RoS director of commercial services Kenny Crawford said: "This is the second consecutive quarter in which the annual increase in average house price has risen by over five per cent, bringing the average property price above pre-economic downturn levels, to just over £170,000.
"This, combined with the increase in sales volumes, has brought the total value of sales across Scotland to just under £4.5 billion for the quarter, up 14.8 per cent on the same period last year."
Renfrewshire recorded the highest percentage rise in average price compared with the same quarter of the previous year, up 17.2 per cent to £137,072.
The City of Edinburgh recorded the highest average price at £235,402, a rise of 5.6 per cent compared with the same quarter in the previous year. It remains the largest market with sales of just under £759 million.
House prices in Glasgow rose by five per cent, with the average standing at £138,885.
East Dunbartonshire showed the highest percentage rise in the value of sales, which increased by 36.4 per cent compared to the previous year.
All property types showed an increase in average house price during the last three months, with the biggest rise recorded among terraced properties at 5.3 per cent.
The largest sales volumes came from detached properties, which went up by 11.2 per cent on the previous year.
Faisal Choudhry, associate director and head of Scottish residential research at estate agent Savills, said that the property market was performing well.
He said: "The rate of growth has slowed down from 26 per cent at the end of last year to nine per cent at the end of the third quarter this year.

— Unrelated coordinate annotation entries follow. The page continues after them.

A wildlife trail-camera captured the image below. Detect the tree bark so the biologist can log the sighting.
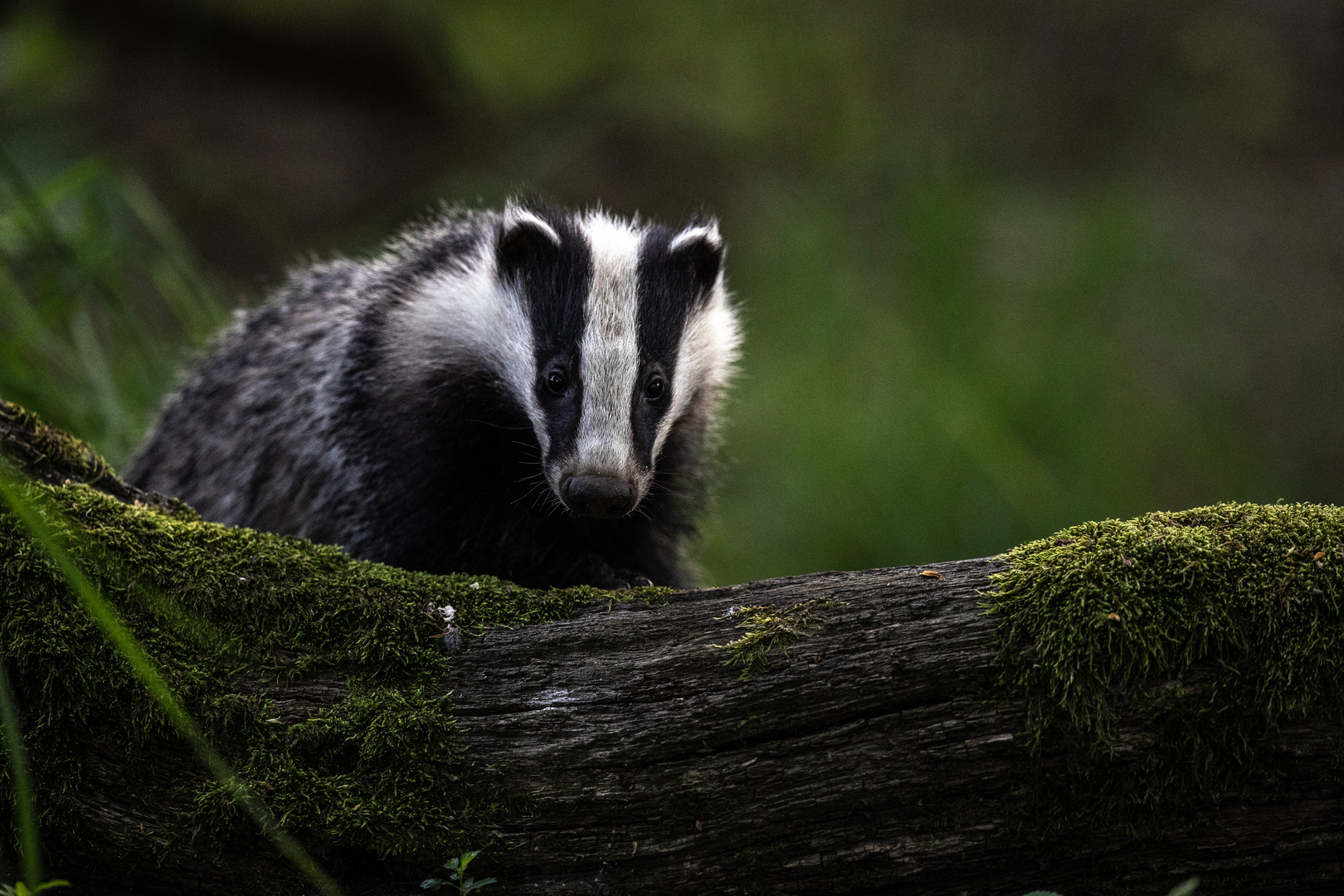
[450,560,1344,894]
[0,406,1344,896]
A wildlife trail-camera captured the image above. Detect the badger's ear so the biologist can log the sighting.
[494,204,561,280]
[668,217,723,291]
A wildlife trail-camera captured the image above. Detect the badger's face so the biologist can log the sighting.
[494,206,738,519]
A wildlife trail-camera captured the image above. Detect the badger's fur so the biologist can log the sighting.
[126,202,739,587]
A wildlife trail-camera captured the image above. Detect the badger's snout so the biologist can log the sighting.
[561,473,639,520]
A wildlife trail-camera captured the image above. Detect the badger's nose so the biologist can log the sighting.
[561,475,635,520]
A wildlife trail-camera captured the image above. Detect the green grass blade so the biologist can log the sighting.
[0,653,41,889]
[0,469,341,896]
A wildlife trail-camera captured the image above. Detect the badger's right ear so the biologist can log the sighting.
[668,217,723,293]
[494,204,561,280]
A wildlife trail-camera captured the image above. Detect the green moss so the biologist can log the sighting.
[713,598,844,681]
[0,406,667,887]
[0,399,113,491]
[986,504,1344,835]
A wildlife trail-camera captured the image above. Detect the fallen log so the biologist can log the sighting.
[0,406,1344,896]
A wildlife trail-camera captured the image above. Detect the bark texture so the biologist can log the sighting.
[451,560,1344,894]
[0,407,1344,896]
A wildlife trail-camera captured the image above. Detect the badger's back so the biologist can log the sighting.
[126,207,737,587]
[126,255,370,540]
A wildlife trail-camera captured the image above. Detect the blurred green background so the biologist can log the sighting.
[0,0,1344,583]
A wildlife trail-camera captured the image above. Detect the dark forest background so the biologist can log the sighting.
[0,0,1344,583]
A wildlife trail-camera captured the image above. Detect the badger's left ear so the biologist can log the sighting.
[668,217,723,291]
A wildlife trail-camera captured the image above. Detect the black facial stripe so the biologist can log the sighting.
[501,207,592,457]
[631,226,704,466]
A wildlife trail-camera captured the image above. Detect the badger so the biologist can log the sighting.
[126,200,741,588]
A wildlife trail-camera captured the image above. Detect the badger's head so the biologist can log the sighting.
[407,204,739,519]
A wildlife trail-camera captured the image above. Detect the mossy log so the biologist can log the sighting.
[0,406,1344,896]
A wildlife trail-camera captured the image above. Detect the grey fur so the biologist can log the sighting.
[126,206,738,587]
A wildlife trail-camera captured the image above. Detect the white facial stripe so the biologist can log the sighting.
[575,212,640,478]
[653,278,742,460]
[387,247,550,455]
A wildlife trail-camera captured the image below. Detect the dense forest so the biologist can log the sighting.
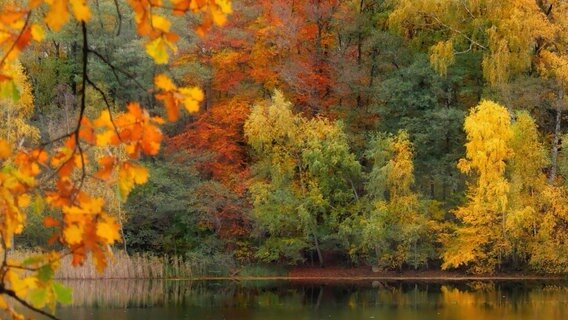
[0,0,568,292]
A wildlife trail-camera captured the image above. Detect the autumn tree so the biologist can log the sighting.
[0,0,231,319]
[356,131,435,269]
[245,91,360,265]
[442,101,513,273]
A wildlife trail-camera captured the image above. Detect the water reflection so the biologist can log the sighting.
[47,280,568,320]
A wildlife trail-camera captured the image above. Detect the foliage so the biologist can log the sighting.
[361,131,434,269]
[245,91,360,264]
[0,0,231,318]
[442,101,513,273]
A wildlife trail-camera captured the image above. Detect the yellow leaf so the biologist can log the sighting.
[18,193,32,208]
[146,37,168,64]
[0,139,12,159]
[45,0,69,31]
[63,224,83,245]
[96,130,118,147]
[32,23,45,42]
[152,14,172,32]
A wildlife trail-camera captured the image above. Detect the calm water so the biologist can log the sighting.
[35,280,568,320]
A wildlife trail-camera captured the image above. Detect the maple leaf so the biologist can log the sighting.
[63,224,83,245]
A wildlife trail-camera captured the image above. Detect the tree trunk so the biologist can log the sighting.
[314,232,323,267]
[548,95,564,184]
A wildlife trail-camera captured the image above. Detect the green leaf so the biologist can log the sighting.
[0,80,20,101]
[37,264,53,282]
[30,288,47,308]
[52,282,73,304]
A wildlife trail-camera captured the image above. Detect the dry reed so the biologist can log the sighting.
[10,251,200,280]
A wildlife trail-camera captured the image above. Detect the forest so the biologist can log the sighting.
[0,0,568,318]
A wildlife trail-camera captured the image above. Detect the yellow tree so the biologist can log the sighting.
[442,101,513,273]
[506,112,549,264]
[389,0,568,184]
[361,131,434,269]
[0,0,231,319]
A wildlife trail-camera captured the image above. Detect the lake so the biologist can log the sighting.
[37,280,568,320]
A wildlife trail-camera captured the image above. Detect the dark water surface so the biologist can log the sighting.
[42,280,568,320]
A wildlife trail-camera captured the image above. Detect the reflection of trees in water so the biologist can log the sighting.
[62,280,568,320]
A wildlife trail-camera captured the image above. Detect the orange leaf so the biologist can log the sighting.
[43,217,61,228]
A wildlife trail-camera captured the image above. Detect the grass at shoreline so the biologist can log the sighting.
[11,251,568,282]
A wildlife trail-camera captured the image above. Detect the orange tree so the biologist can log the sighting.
[0,0,231,319]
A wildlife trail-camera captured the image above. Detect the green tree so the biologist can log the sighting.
[360,131,435,269]
[245,91,360,264]
[442,101,513,273]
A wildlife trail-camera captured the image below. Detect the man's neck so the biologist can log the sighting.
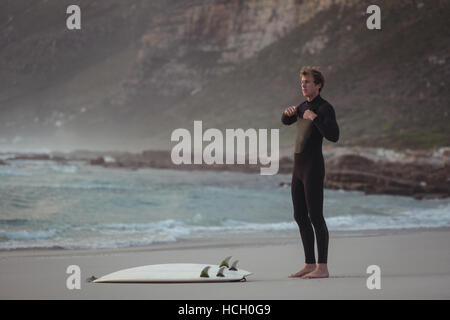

That is because mortgage lending has plateaued as more controls and restrictions were put in place as a result of the Mortgage Market Review coming into force in April.
"But this has not stopped price growth and having tighter rules is not a bad thing for the market."
He added: "These figures reflect the busy summer period when activity tends to peak so do not come as a huge surprise."
Rettie & Co's director of research Dr John Boyle said: "These latest statistics show that the housing market in Scotland is continuing to improve.
"The rise in activity continues a trend that began in the middle of last year, with improving economic activity levels, consumer sentiment, bank lending and new build activity helping to raise the market.
"First-time buyers have also returned to the market in larger numbers, which is a major factor behind getting the market moving at all levels."
He said the referendum had produced "little impact" on the overall market, although activity did slow down in the weeks before the vote and there was an effect on high-value sales over £750,000.
But he added: "Although demand pressures are seeing house prices rise, prices in Scotland remain down on 2007 levels in real terms."
Blair Stewart, Edinburgh City partner at Strutt and Parker, said that there was a "deluge" of higher-value property coming on to the market ahead of the new Land Building Transactions Tax which will replace stamp duty next year.
He said: "There will very likely be another increase in the average value of property across Scotland in the next set of figures."